AdobePhotoshopExpress_30ae727a7b604d77b073df5f749694f8Foto Rudolf König

Ende Mai war es so weit und wir fuhren mit unseren Frauen nach Dresden. Die doch eher große Reisegruppe von über 100 Personen startete in zwei Bussen fast pünktlich um 6:00 in Götzis. Nach einem Zwischenstopp mit Leberkäs und Kümmelbraten erreichten wir am Nachmittag unser erstes Ziel, die Stadt Meissen. Nach einer kleinen Besichtigung des Doms und der Albertburg ging es weiter nach Dresden.

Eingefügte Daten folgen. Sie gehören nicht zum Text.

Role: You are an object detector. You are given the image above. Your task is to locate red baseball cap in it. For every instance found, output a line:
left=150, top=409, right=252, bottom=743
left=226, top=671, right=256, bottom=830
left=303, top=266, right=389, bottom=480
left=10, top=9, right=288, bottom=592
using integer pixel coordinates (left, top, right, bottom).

Hier Fotos von Kurt Friedrichs

Am Tag darauf besichtigten wir die Schlossanlage in Pillnitz und genossen den herrlichen Ausblick beim Mittagessen auf der Bastei im Elbsandsteingebirge. Nach dem Essen ging es über die Steinbrücke zum berühmten Aussichtspunkt auf der Bastei und dann den Weg durch die Sandsteine hinunter an die Elbe. Mit der Fähre erreichten wir das andere Ufer und beschlossen dann wetterbedingt den Königstein auszulassen.

Am Samstag stand Dresden im Mittelpunkt. Zuerst eine Stadtbesichtigung zu Fuß durch die barocke Innenstadt mit Frauenkirche, Zwinger, Semperoper, Hofkirche, Schloss und vielem mehr. Am Abend konnte der Männerchor die musikalische Gestaltung der Abendmesse in der katholischen Hofkirche übernehmen. Auf der Empore der Kathedrale direkt vor der Silbermannorgel sangen die Männer vorwiegend für ihre Frauen, die unten der sonst eher spärlich besuchten Messe beiwohnten. Das Abendessen wurde zum echten Erlebnis. Im Sophienkeller gab es Musik eine König August sowie große Biere und Spanferkel frisch vom Grill.

Gruppenbild-4 Foto Kurt Friedrichs

Auf der Rückfahrt am Tag darauf machten wir noch Halt beim Jagdschloss Morizburg. In mitten von künstlich angelegen Seen stand stolz im Sonnenlicht die Burg. Ein idealer Platz für ein Gruppenfoto mit Frauen und natürlich wurden die Räume akkustisch mit Gesang getestet. Viele wunderbare Eindrücke später sind alle wieder trotz Unwetter in Süddeutschland gut zu Hause angekommen.